Сестра Александра кивнула, плотно сжав ярко накрашенные губы, потом вздохнула.
— Ну, хорошо, я попытаюсь. Хотя мне все это противно.
И она рассказала все: о чуме, от которой погибли их братья и сестры, о несчастной матери, обожавшей Александра, об отце, который был развратником, каких мало.
— А картины? — спросила Сесилия. — Александр говорил мне о каких-то картинах в комнате отца, которые ему не нравились.
— Уфф! Картины в комнате отца и вправду были противоестественными. Вызывающе жирные тела женщин. Не искусство, а просто… как же это назвать? Просто грязная мужская фантазия. Мать ненавидела эту комнату, и когда отец умер, она сожгла все картины.
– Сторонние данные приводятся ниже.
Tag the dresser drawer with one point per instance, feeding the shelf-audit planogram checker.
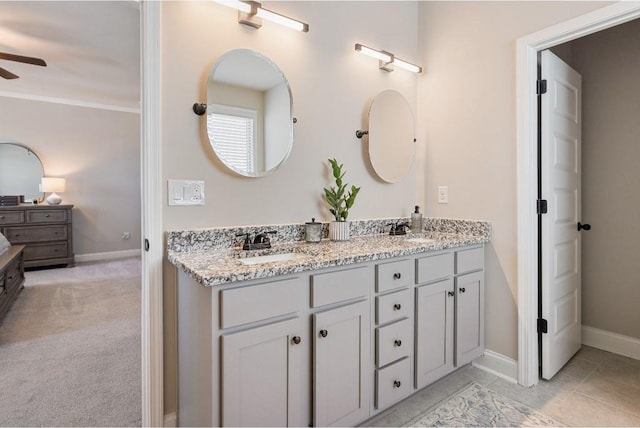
(19, 235)
(46, 251)
(339, 286)
(393, 383)
(469, 260)
(434, 267)
(244, 305)
(11, 217)
(393, 306)
(393, 342)
(394, 275)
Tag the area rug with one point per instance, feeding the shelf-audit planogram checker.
(477, 406)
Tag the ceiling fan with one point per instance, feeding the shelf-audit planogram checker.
(18, 58)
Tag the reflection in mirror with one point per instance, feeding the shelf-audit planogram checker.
(249, 120)
(391, 136)
(20, 171)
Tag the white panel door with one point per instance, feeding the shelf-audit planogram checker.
(560, 186)
(261, 376)
(341, 369)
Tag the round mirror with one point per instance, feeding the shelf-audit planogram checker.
(249, 106)
(20, 172)
(391, 136)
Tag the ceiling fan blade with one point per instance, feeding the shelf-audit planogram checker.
(25, 59)
(7, 74)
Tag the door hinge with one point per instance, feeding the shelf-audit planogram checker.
(541, 206)
(542, 325)
(541, 86)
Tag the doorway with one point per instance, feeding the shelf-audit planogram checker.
(527, 52)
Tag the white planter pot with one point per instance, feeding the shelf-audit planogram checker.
(339, 230)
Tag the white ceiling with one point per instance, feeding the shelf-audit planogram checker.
(92, 50)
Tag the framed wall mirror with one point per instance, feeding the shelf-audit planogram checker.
(20, 172)
(391, 136)
(249, 113)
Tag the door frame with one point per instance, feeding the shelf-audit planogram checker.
(526, 148)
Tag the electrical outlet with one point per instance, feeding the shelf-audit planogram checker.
(185, 192)
(443, 194)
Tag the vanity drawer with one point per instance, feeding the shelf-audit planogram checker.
(36, 234)
(11, 217)
(334, 287)
(393, 342)
(393, 306)
(469, 260)
(394, 275)
(393, 383)
(47, 216)
(434, 267)
(244, 305)
(45, 251)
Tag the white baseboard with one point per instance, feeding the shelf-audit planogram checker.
(612, 342)
(110, 255)
(170, 419)
(498, 364)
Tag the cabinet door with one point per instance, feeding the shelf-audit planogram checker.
(261, 376)
(434, 331)
(341, 369)
(469, 317)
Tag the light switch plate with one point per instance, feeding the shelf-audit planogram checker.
(443, 194)
(185, 192)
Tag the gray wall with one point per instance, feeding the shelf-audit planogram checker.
(98, 152)
(609, 62)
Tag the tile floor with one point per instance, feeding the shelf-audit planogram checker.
(596, 388)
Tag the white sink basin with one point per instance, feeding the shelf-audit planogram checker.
(420, 240)
(271, 258)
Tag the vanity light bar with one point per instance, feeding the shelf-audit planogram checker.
(387, 59)
(251, 13)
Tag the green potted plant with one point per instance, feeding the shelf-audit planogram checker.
(340, 201)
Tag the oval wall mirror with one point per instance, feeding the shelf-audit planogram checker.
(391, 136)
(249, 119)
(20, 172)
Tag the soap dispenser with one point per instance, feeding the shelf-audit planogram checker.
(416, 221)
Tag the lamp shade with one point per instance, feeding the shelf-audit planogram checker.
(51, 184)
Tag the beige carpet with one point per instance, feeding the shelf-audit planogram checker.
(70, 348)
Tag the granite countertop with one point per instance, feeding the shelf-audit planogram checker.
(212, 267)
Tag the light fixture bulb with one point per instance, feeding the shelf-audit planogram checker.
(407, 65)
(282, 20)
(373, 53)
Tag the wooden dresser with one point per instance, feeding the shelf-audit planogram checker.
(11, 277)
(44, 230)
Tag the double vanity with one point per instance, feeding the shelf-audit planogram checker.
(323, 334)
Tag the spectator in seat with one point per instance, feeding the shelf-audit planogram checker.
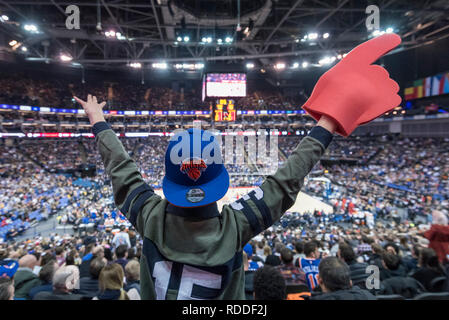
(334, 279)
(269, 284)
(249, 278)
(25, 279)
(299, 251)
(89, 286)
(6, 288)
(392, 265)
(358, 270)
(253, 265)
(292, 275)
(309, 264)
(397, 281)
(132, 274)
(121, 254)
(438, 235)
(111, 283)
(46, 277)
(94, 252)
(65, 281)
(8, 269)
(121, 238)
(429, 268)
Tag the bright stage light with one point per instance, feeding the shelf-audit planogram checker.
(65, 58)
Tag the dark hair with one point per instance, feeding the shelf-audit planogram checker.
(89, 248)
(47, 271)
(310, 248)
(393, 245)
(299, 246)
(5, 283)
(269, 284)
(46, 258)
(429, 259)
(272, 260)
(286, 255)
(108, 254)
(131, 253)
(121, 251)
(334, 274)
(346, 252)
(95, 267)
(391, 261)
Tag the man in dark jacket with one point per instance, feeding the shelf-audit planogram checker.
(25, 279)
(89, 286)
(122, 254)
(358, 270)
(335, 282)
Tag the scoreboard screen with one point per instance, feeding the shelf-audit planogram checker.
(226, 85)
(224, 110)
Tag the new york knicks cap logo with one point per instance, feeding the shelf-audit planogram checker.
(193, 167)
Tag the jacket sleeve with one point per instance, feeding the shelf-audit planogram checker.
(260, 208)
(133, 197)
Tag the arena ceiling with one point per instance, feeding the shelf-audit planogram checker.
(262, 32)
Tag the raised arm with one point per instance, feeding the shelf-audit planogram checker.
(131, 193)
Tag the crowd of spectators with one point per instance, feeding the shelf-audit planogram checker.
(314, 255)
(58, 93)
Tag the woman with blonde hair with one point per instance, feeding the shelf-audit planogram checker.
(111, 283)
(438, 235)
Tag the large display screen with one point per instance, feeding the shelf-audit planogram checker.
(226, 85)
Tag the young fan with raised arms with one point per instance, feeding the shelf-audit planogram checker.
(192, 250)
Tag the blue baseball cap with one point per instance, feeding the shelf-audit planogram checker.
(8, 268)
(194, 172)
(248, 250)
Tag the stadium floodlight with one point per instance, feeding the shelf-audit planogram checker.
(377, 33)
(159, 65)
(30, 28)
(110, 34)
(279, 66)
(326, 60)
(135, 65)
(312, 36)
(65, 57)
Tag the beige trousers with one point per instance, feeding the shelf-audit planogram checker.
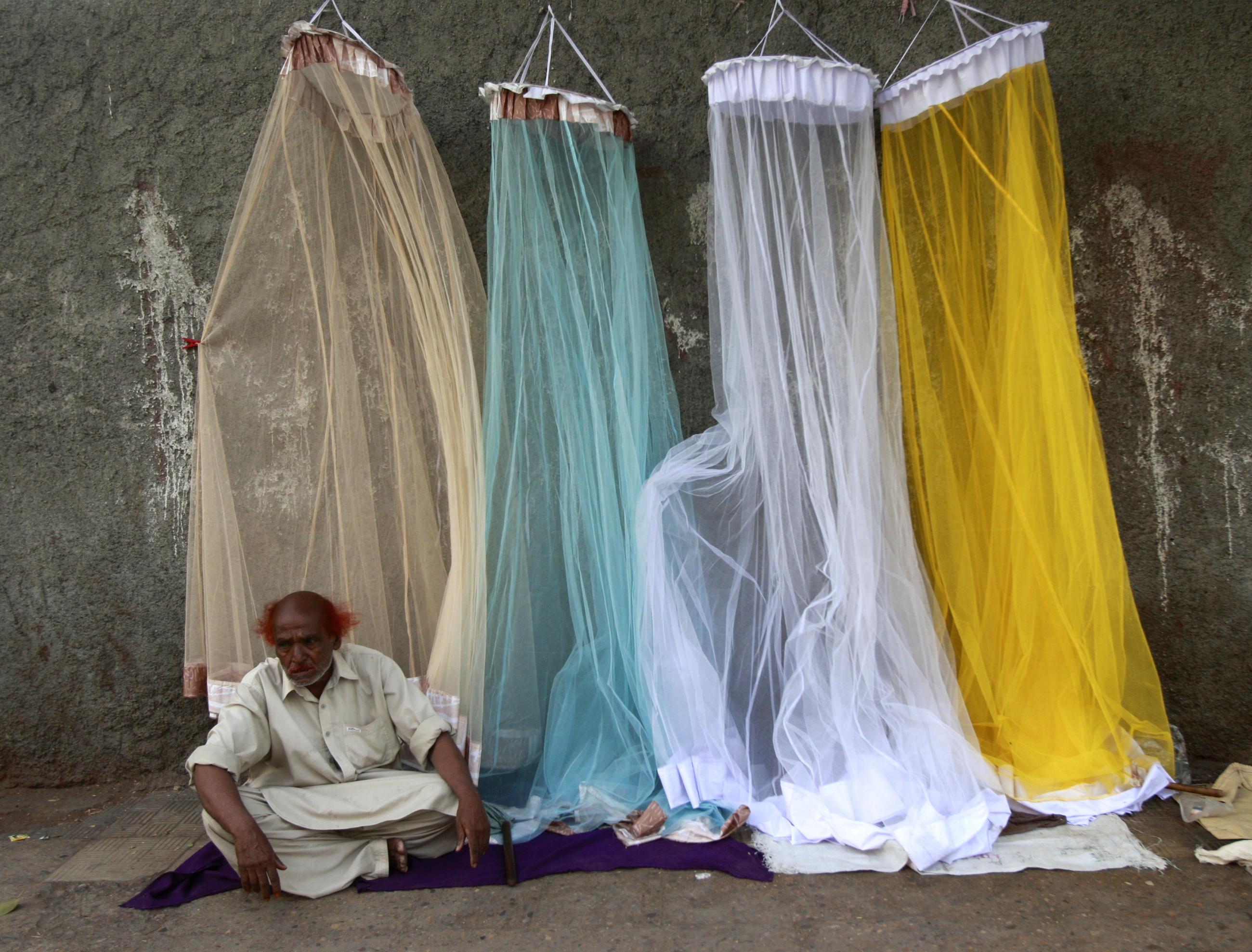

— Как ты думаешь, не оказали ли они какое-то влияние на формирование Александра?
Урсула задумалась.
— Не знаю. Думаю, вряд ли. Во всяком случае, из-за этих картин он был много раз бит.
— Как все это было?
— Несколько раз обнаруживалось, что он заходил туда. Эта была, как ты понимаешь, запретная территория. И отец приказал слуге отвесить мальчику десять палочных ударов, если тот будет соваться в его комнату.
— Значит, Александру нравилось заходить туда и смотреть на всю эту мазню?
— Не могу сказать точно. Думаю, все это не имеет особого значения.
«А я так не считаю», — подумала Сесилия.
— Ты сказала, что Александр всегда бывал несчастен в любви?
— Да, абсолютно. Ведь ему не было и двенадцати лет, когда его застали врасплох в одной немыслимой ситуации.
— С мужчиной?
— Да. А именно, со слугой отца, оставшегося у нас после его смерти. Разумеется, он в тот же день был уволен. Ему учинили допрос, хотя он уверял всех в своей невиновности.
— А потом что-нибудь было?
— Не раньше, чем в то время, когда поползли эти гадкие слухи.
Сесилия уставилась в потолок.
— Ты говоришь, двенадцать лет? А в каком возрасте его пороли за то, что он заходил в ту самую комнату?
— Это было… Да, это было в последний год жизни отца.
— Значит, Александру было лет шесть-семь. Ты видела, как его пороли?